Saturday, November 30, 2013

Homework #8 - 9/10 (Makeup)

Response to The Future of Programming:

     I personally don't see this getting very far. They advertise programming from the browser and therefore being able to program on any device that can run a browser, or more specifically, Chrome. Sure, programming on Chromebooks might be useful, but there's no real difference to doing that compared to programming on any other conventional laptop. The other possibility that they say opens up is that you'd be able to program on your iPad! Are you kidding? I can't think of anything worse than trying to write a program on any sort of touchscreen device - unless - we're talking about drag and drop snippets of code to create a larger program, Which is what I think is the real future of programming. Before I talk about that, I want to finish with Cloud9, though. One of their other main selling points is that you can "zoom" in and out of your code to have a better idea of where you are within it. This is pretty cool, but it isn't novel by any means. It is probably something that will be a standard of any future IDE's that come out. Ian showed me the Sublime text editor, which I have fallen in love with this semester. It more or less does the same thing. Another selling point of Cloud9 would be to access your code anywhere online, but again, this isn't a very novel technology, nor does it really meet any new needs. Over the semester, we've learned how to use version control repository programs, such as Subversion, and Git. These programs, in my opinion, provide the same services that Cloud9 does and more. Not only can you save your code online, and re-download it from any other machine (although perhaps not as easily), but you can also revert to older versions of the code if you accidentally broke something, then committed it to the repository. In the end, Cloud9 to me is mainly just a kind of over-the-top showcase of what an IDE should be. It looks pretty, but doesn't provide any new functionality that previous IDEs haven't before.
     Now, where I think the real future of programming is headed is graphical programming interfaces. Much like how developing websites has become nowadays compared to when the world wide web still had its baby teeth. Before, you had to know HTML and even then, you had to spend a lot of time and effort to make a website that looked more than pathetic. Nowadays, you click on a theme, and boom, it formats your entire page for you. Adding pictures and tables? No problem, just click here. Don't like it over there? No problem, just drag it over here. The most comparable thing that is in use today that I can envision the future of programming to be like, is developing apps for Android. The Android SDK implements drag-and-drop programming with certain elements, such as radio buttons, check-boxes, and lists. All you have to do is click which type you want to insert and its done, no writing Java code necessary. The other thing that leads me to believe that this is the future of programming is how much more abstracted our languages have gotten. If you think about the progression throughout the decades it makes a lot of sense.
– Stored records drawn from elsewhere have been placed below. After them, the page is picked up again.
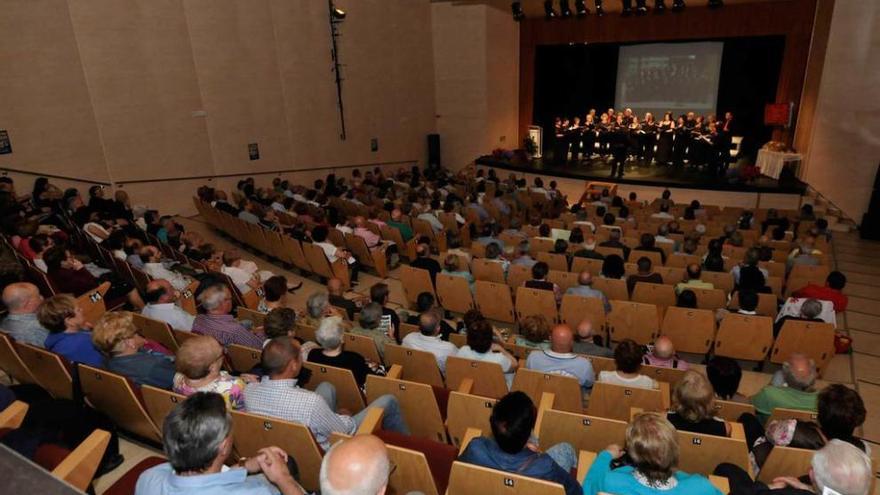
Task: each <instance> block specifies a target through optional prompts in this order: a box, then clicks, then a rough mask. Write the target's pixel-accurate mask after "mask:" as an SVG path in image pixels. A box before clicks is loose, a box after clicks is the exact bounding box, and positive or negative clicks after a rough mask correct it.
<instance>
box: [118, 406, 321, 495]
mask: <svg viewBox="0 0 880 495" xmlns="http://www.w3.org/2000/svg"><path fill="white" fill-rule="evenodd" d="M162 432H163V434H162V440H163V445H164V450H165V455H166V456H167V457H168V462H166V463H163V464H159V465H158V466H155V467H152V468H150V469H148V470H147V471H144V472H143V474H141V476H140V478H138V481H137V486H136V487H135V493H137V494H139V495H176V494H184V493H186V494H192V493H196V494H198V493H205V494H207V493H232V494H242V495H264V494H271V493H279V492H280V493H281V494H282V495H302V494H303V493H304V491H303V490H302V488H301V487H300V486H299V484H298V483H297V482H296V481H295V480H294V477H293V476H292V475H291V474H290V469H289V468H288V463H289V462H291V461H293V459H289V458H288V457H287V454H286V453H285V452H284V451H283V450H281V449H280V448H278V447H265V448H263V449H260V451H259V453H258V454H257V455H256V456H254V457H250V458H242V459H241V460H240V461H239V463H238V464H237V465H235V466H234V467H231V468H230V467H227V466H226V461H227V458H228V457H229V456H230V455H231V454H232V418H231V417H230V415H229V412H228V411H227V410H226V405H225V401H224V400H223V397H221V396H220V395H219V394H214V393H208V392H199V393H196V394H194V395H192V396H191V397H189V398H188V399H187V400H185V401H183V403H181V404H180V405H179V406H178V407H176V408H174V409H173V410H172V411H171V413H170V414H169V415H168V417H167V418H166V419H165V425H164V427H163V429H162ZM259 473H262V476H256V475H257V474H259ZM250 475H255V476H250Z"/></svg>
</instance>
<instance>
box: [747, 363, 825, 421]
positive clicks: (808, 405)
mask: <svg viewBox="0 0 880 495" xmlns="http://www.w3.org/2000/svg"><path fill="white" fill-rule="evenodd" d="M781 376H782V379H783V382H782V383H781V384H779V385H775V384H773V383H770V384H769V385H767V386H766V387H764V388H762V389H761V391H760V392H758V393H757V394H755V395H754V396H753V397H752V404H754V406H755V412H756V413H757V416H758V419H759V420H760V421H761V423H764V422H766V421H767V418H769V417H770V414H772V413H773V409H776V408H778V407H782V408H786V409H801V410H807V411H815V410H816V400H817V395H818V394H817V392H816V390H815V389H814V388H813V386H814V385H815V384H816V378H817V377H818V373H817V371H816V363H815V361H813V360H812V359H810V358H808V357H807V356H804V355H803V354H797V353H795V354H792V355H791V356H789V358H788V359H787V360H786V361H785V362H784V363H782V370H781Z"/></svg>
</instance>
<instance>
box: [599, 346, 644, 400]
mask: <svg viewBox="0 0 880 495" xmlns="http://www.w3.org/2000/svg"><path fill="white" fill-rule="evenodd" d="M644 357H645V350H644V348H643V347H642V346H640V345H638V344H636V343H635V342H633V341H632V340H630V339H625V340H622V341H621V342H620V343H618V344H617V347H616V348H615V349H614V364H615V365H616V366H617V369H615V370H614V371H602V372H600V373H599V378H598V381H600V382H602V383H610V384H612V385H622V386H624V387H640V388H658V387H659V385H657V381H656V380H654V379H653V378H651V377H649V376H647V375H642V374H639V369H640V368H641V367H642V359H643V358H644Z"/></svg>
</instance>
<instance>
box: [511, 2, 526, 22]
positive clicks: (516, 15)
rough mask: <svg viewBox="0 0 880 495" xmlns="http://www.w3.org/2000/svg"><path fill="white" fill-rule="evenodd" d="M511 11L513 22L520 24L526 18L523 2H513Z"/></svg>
mask: <svg viewBox="0 0 880 495" xmlns="http://www.w3.org/2000/svg"><path fill="white" fill-rule="evenodd" d="M510 10H511V12H513V20H514V21H516V22H519V21H521V20H523V19H525V18H526V13H525V12H523V10H522V2H512V3H511V4H510Z"/></svg>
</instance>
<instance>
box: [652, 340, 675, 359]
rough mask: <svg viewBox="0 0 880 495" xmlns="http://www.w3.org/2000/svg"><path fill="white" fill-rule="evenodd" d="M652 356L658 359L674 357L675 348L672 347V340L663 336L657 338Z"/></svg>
mask: <svg viewBox="0 0 880 495" xmlns="http://www.w3.org/2000/svg"><path fill="white" fill-rule="evenodd" d="M654 355H655V356H657V357H658V358H660V359H669V358H671V357H672V356H673V355H675V346H673V345H672V340H670V339H669V337H666V336H665V335H664V336H662V337H659V338H657V340H656V341H654Z"/></svg>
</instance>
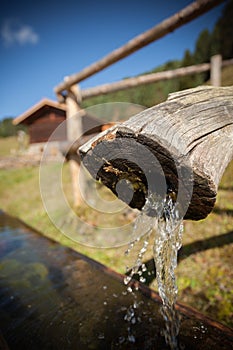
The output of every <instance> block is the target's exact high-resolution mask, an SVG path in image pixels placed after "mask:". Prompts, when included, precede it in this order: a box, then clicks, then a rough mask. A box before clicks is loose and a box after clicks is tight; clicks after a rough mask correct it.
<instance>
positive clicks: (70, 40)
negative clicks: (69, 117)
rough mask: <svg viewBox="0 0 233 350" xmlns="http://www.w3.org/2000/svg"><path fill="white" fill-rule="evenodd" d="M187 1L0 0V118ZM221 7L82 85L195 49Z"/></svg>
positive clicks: (101, 72) (1, 117) (32, 102)
mask: <svg viewBox="0 0 233 350" xmlns="http://www.w3.org/2000/svg"><path fill="white" fill-rule="evenodd" d="M191 2H192V1H188V0H180V1H171V0H163V1H160V0H159V1H155V0H143V1H142V0H117V1H110V0H108V1H106V0H102V1H101V0H99V1H96V0H84V1H79V0H76V1H75V0H66V1H55V0H47V1H44V0H41V1H37V2H35V1H28V0H20V1H16V0H15V1H12V0H2V1H1V12H0V60H1V65H0V73H1V82H0V89H1V94H0V119H2V118H4V117H7V116H13V117H15V116H17V115H19V114H21V113H23V112H24V111H25V110H26V109H28V108H30V107H31V106H32V105H33V104H35V103H37V102H38V101H39V100H40V99H41V98H43V97H48V98H51V99H56V97H55V95H54V92H53V89H54V87H55V86H56V85H58V84H59V83H60V82H61V81H62V80H63V78H64V77H65V76H67V75H70V74H73V73H76V72H78V71H80V70H82V69H83V68H85V67H86V66H88V65H90V64H91V63H93V62H95V61H96V60H98V59H100V58H102V57H103V56H105V55H106V54H108V53H110V52H111V51H112V50H114V49H116V48H118V47H119V46H121V45H123V44H125V43H126V42H127V41H128V40H130V39H132V38H133V37H135V36H136V35H138V34H140V33H142V32H143V31H146V30H147V29H149V28H151V27H153V26H154V25H156V24H158V23H159V22H160V21H162V20H163V19H165V18H167V17H169V16H171V15H173V14H174V13H175V12H177V11H179V10H180V9H182V8H183V7H185V6H187V5H188V4H190V3H191ZM223 6H224V3H223V4H222V5H219V6H217V7H215V8H214V9H212V10H211V11H209V12H208V13H207V14H204V15H202V16H201V17H199V18H198V19H196V20H194V21H192V22H191V23H189V24H186V25H184V26H183V27H181V28H179V29H177V30H176V31H174V32H173V33H171V34H168V35H167V36H166V37H164V38H162V39H160V40H158V41H156V42H154V43H152V44H150V45H149V46H147V47H145V48H143V49H141V50H140V51H138V52H136V53H134V54H132V55H130V56H129V57H127V58H125V59H123V60H121V61H120V62H118V63H115V64H114V65H112V66H111V67H108V68H107V69H105V70H104V71H102V72H99V73H98V74H96V75H94V76H93V77H90V78H88V79H87V80H85V81H83V82H82V83H81V84H80V85H81V88H86V87H91V86H96V85H99V84H104V83H108V82H113V81H117V80H120V79H122V78H124V77H126V76H133V75H136V74H139V73H143V72H145V71H148V70H150V69H153V68H155V67H157V66H158V65H160V64H163V63H165V62H167V61H168V60H172V59H180V58H182V56H183V53H184V51H185V49H190V50H191V51H193V49H194V46H195V41H196V39H197V37H198V35H199V33H200V32H201V31H202V30H203V29H205V28H208V29H210V30H212V28H213V26H214V24H215V22H216V21H217V19H218V18H219V16H220V15H221V12H222V8H223Z"/></svg>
Machine language deals with literal machine hardware instructions, with C, you can directly access memory elements at a specified location, then you move to Python or other similar languages, where you can dynamically specify the type of a variable, it is no longer static. It won't be long before languages are abstracted further to be able to accept "ideas" of how the program should work as the input, and the environment or language will translate it further for you as necessary. It's only a small step from this to graphical programming, in my opinion.